Many have promised transparency, few have delivered. The LegCo Secretariat is leading the way to develop a legislature for Web 3.0 – a LegCo for the people.
Technology has grown at such a rate that famed scientists and entrepreneurs like Stephen Hawking and Elon Musk have warned that artificial intelligence “could spell the end of the human race.” However, when it comes to the public sector, an over-rapid implementation of new technology is usually less of a concern.
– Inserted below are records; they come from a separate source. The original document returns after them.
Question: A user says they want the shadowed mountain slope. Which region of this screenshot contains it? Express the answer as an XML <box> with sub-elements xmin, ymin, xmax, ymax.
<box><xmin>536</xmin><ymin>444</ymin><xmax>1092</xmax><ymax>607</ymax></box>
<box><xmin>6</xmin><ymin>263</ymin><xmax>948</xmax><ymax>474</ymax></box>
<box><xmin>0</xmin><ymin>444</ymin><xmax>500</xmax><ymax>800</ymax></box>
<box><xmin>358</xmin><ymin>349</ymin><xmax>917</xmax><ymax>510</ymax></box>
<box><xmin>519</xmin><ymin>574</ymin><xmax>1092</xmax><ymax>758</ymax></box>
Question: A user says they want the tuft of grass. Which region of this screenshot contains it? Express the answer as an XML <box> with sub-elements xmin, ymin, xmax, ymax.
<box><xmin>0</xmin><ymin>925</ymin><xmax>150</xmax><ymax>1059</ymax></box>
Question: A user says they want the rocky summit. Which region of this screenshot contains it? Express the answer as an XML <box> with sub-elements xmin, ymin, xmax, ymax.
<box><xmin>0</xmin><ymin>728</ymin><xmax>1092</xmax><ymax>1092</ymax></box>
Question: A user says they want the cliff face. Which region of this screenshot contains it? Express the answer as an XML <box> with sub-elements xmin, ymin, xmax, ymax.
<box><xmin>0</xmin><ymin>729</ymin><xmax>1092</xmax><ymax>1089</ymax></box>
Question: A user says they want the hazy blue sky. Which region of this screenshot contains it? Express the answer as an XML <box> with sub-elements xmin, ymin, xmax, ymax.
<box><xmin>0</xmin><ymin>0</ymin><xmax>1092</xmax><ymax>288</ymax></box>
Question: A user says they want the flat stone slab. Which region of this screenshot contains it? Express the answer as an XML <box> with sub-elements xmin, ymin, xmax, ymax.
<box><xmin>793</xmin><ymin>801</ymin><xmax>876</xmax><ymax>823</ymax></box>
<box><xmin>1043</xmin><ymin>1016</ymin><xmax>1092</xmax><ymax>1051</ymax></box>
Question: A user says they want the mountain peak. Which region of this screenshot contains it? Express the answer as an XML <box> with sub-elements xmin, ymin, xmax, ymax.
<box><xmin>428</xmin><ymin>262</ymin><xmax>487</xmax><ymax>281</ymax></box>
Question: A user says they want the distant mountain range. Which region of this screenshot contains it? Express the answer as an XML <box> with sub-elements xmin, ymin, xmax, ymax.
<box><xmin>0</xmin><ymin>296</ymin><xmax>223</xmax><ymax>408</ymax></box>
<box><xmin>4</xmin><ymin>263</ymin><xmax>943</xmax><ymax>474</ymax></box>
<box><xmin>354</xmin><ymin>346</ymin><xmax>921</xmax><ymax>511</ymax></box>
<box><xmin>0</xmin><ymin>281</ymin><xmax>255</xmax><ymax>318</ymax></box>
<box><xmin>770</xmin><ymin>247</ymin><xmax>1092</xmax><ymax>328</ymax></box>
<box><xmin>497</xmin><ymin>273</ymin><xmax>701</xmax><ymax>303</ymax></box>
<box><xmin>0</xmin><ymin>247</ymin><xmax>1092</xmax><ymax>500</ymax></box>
Governments are often laggards, but at the LegCo Secretariat, efforts to overhaul the presentation of its massive data with the latest technology is about to re-define the industry practice in the public sector.
A total overhaul
“There is a need to help our own people (LegCo staff) as well as LegCo members’ assistants to dig up information more efficiently,” says Mr Kenneth Chen, LegCo Secretary General. It was not too long ago when HKU’s Journalism and Media Studies Centre came to him and pointed out the difficulty of analysing LegCo data under the current data format, that Mr Chen started looking into the a long term plan to upgrade the LegCo database to enable ‘smart search’.
The idea was further developed after Ms Elyssa Wong, Head of the Information Services Division in LegCo, visited the Parliament of Canada in February 2014 and discovered their IT project, Prism, which has allowed parliamentary staff and the public to access and extract data easily. Ms Wong came back with an inconvenient truth – for LegCo to undertake Mr Chen’s plan, there had to be an overhaul of the whole content management system. It is a monumental task and even more so when the Secretariat is now busy handling the filibusters.
“What we are trying to do is to make sense of the documents for the posterity. [The goal is so that] 100 years from now when people look at these documents, they will understand it”
LegCo Secretary General Kenneth Chen
The primeval work in the 21st century
Already, major improvements have been made following the debut of the Hansard Database by the Secretariat. This new service makes it easier to search members’ speeches at the Council meetings in this term (from 2013 onwards). A workshop last month was organised for media and members’ assistants to learn how to use the Hansard Database. Users can now narrow down their search to see when and what members have spoken on a specific topic, and even to identify the members who have voiced concern on a particular issue.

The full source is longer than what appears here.